As more organizations morph into software companies, they’re finding it takes a new mindset to acquire digital talent. Not only are key positions in short supply; today’s candidates are also motivated by different things than previous generations, making the group distinctly different from previous hires. As a result, successful recruitment and retention today requires a new approach.
We’re learning to master the new hiring mindset at our state-of-the-art delivery centers throughout the country. Because these studios practice cutting-edge software design – where the art and science of software design and development epitomize cross-disciplinary collaboration at its finest – they provide valuable insights into successful strategies for finding and hiring top digital talent.
Here are a few lessons we’ve learned along the way.
#1. Digital talent hangs out in different places
To stay on top of the best job opportunities, top digital talent flocks to events that provide community and learning. Events like hackathons have eclipsed the traditional pipeline of recruitment and staffing agencies. These gatherings serve as an information swap: Individuals learn what your organization has to offer, and your company connects with prospective hires for hard-to-fill positions.
At our Digital Studios in Texas, we host regular evening and Saturday meetups on technical topics such as cloud-native technologies, Agile transformation and UI/UX. These sessions provide us with access to in-demand professionals such as full-stack engineers, solutions architects, and engineering and product managers while also sharpening our insights into topics that are at the forefront of every client conversation.
These gatherings also help our studios embrace a broader universe of talent. In addition to attracting diverse candidates who are typically under-represented in traditional recruiting processes, these events help us forge close ties with local community colleges. Graduates from these schools – who are skilled individuals outside the traditional four-year college degree trajectory – are a key hiring group. Talent is as much about attitude as aptitude, and amid the current skills shortage, community colleges have emerged as a key market to tap for smart, ambitious candidates.
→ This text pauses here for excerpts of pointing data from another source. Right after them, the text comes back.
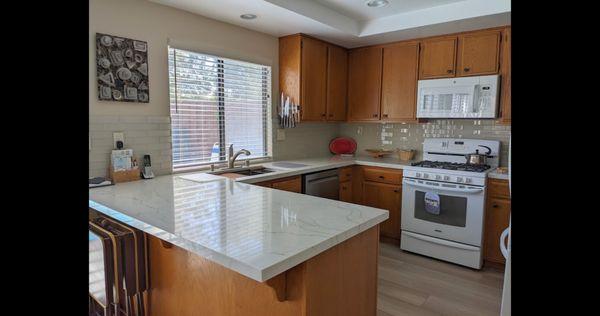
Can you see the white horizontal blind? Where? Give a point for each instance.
(216, 102)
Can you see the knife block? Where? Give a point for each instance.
(124, 175)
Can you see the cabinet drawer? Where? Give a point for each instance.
(345, 174)
(498, 188)
(383, 175)
(293, 184)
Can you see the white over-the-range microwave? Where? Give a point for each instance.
(465, 97)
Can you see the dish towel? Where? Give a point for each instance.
(432, 203)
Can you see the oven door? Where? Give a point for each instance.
(459, 214)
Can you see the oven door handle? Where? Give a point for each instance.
(441, 241)
(425, 186)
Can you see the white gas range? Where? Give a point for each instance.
(443, 200)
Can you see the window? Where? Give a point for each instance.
(216, 102)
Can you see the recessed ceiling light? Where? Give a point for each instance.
(248, 16)
(377, 3)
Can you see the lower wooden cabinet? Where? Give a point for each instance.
(497, 218)
(388, 197)
(291, 184)
(346, 191)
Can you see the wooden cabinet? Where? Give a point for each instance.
(385, 196)
(382, 188)
(497, 217)
(399, 84)
(337, 75)
(313, 80)
(313, 74)
(364, 83)
(478, 53)
(438, 58)
(345, 176)
(346, 191)
(505, 102)
(291, 184)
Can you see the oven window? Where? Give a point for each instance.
(453, 210)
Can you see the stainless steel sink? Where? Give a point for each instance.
(246, 171)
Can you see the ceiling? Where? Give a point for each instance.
(351, 23)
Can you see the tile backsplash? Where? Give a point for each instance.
(410, 136)
(144, 134)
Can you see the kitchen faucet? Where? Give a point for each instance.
(232, 156)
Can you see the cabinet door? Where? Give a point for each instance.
(314, 79)
(337, 75)
(496, 220)
(364, 84)
(437, 58)
(399, 84)
(478, 54)
(505, 104)
(346, 191)
(388, 197)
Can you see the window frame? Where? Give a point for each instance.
(267, 108)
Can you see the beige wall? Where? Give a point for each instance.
(157, 24)
(146, 125)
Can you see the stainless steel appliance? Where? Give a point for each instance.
(323, 184)
(443, 201)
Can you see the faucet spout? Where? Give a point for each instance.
(233, 157)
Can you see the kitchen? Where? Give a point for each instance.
(289, 178)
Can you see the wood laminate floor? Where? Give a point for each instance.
(410, 284)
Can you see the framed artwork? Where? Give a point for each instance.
(122, 69)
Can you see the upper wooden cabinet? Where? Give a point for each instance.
(399, 84)
(505, 104)
(478, 53)
(313, 74)
(337, 83)
(438, 58)
(314, 80)
(364, 84)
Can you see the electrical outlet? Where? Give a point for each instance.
(280, 134)
(118, 136)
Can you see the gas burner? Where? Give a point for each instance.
(451, 166)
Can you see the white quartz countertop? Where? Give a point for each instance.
(256, 231)
(318, 164)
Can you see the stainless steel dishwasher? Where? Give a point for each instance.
(323, 184)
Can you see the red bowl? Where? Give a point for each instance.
(342, 145)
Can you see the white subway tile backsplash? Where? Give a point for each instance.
(143, 134)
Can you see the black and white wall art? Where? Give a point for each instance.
(122, 69)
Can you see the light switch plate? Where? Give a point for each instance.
(280, 134)
(118, 136)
#2. Keep the learning going
Digital professionals typically take every opportunity they can to learn. Every Wednesday in our Irving, Texas, studio, 80 to 90 employees attend our one-hour lunch-and-learns. The sessions are open to all, and topics range from new technology solutions to business cases. When we launched these get-togethers, we expected them to be top-down driven. Instead, staffers themselves have run with the idea and regularly suggest topics that interest them. Based on the popularity of these sessions, we’ve expanded the content beyond technology, and a session on financial planning is now in the works. The gatherings are an important retention tool for a generation that desires continuous learning.
#3. Emphasize community and commitment
To motivate digital talent – and young people in general – businesses need to embrace a new set of norms focused on meaningful work and purpose beyond profits. During interviews, digital candidates often turn the tables and start asking us more questions than we pose to them. In nearly every interview, we field probing questions from prospective hires about the nature of the work they’ll be doing and our efforts in the area of corporate social responsibility. This has spurred us to expand our corporate responsibility programs over the past three years. In August 2019, we joined nearly 200 companies in signing the Business Roundtable’s statement of purpose. We’ve also stepped up our efforts to make it easier for employees to contribute to causes that matter to them. Through our corporate intranets and affinity groups, we promote events such as food drives and volunteer opportunities. When Hurricane Harvey struck in 2017, several folks from our Dallas office piled into a car and drove 240 miles to Houston to lend a hand.
#4. Adopt a community-based capability model
The message from employees is loud and clear: They want to develop their craft by working closely with others with similar interests. As a result, we’re transitioning our studios’ organizational structure away from a hierarchical, project-based model to a community-based capability model. Instead of working within a specific service line such as testing or infrastructure services, our studios align talent around functions, such as engineering management or Java development. Now, employees can directly identify as part of a community and contribute to it. The reorganization creates affinity groups for professionals.
Evolving into a software company requires changing in fundamental ways, and the adoption of a new hiring mindset is among the most important. Our future, like yours, rests on it.